Mazda, which makes the Mazda3 model at a plant in Salamanca, Mexico, reported that its export volume fell 66% in August.
Audi, which produces its Q5 crossover vehicles in San José Chiapa, had export declines of 61%.
Volskwagen’s exports from Mexico fell 38% in August year-over-year; FiatChrysler Automotives Mexico declined 32% and Kia exports declined 23%.
Solis said while exports of cars manufactured in Mexico for the U.S. market fell during August, sales of cars manufactured in Mexico in the U.S. increased 10.5%, with 1.6 million units sold compared to 1.5 million sold units in August 2018.

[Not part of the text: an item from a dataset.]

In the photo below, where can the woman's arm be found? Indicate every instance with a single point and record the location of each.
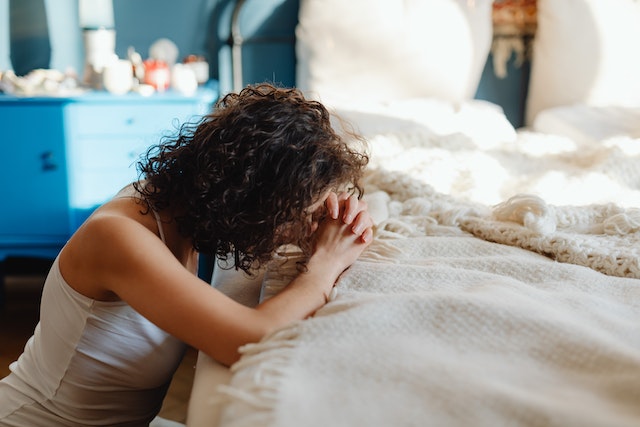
(135, 265)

Not all the news was bad for the Mexican automotive industry. Ford, Nissan and Honda reported increases in exports from its Mexico plants for the month of August.
Ford, which has three plants in Mexico, reported vehicle exports increased 24.5% for August.
Nissan, which has plants in Aguascalientes and Cuernavaca, reported a 0.8% increase in exports for cars such as the Versa.
Honda reported a 293% increase in exports of its Mexican-made vehicles for August, compared to last year. But the numbers were skewed by a flood, which shut down the automakers plant in Celaya in August 2018.
While exports of Mexican-made vehicles were mostly down for August, exports of auto parts remained strong, officials said.
Óscar Albin Santos, executive president of the National Auto Parts Industry in Mexico, said that the auto parts sector is expected to grow 3% in terms of both production and exports this year.
Santos also said that ratification of the United States-Mexico-Canada trade agreement is crucial to give the automotive industry certainty for making future investments. Mexico ratified the USMCA in June, but it is currently stalled in the U.S. Congress.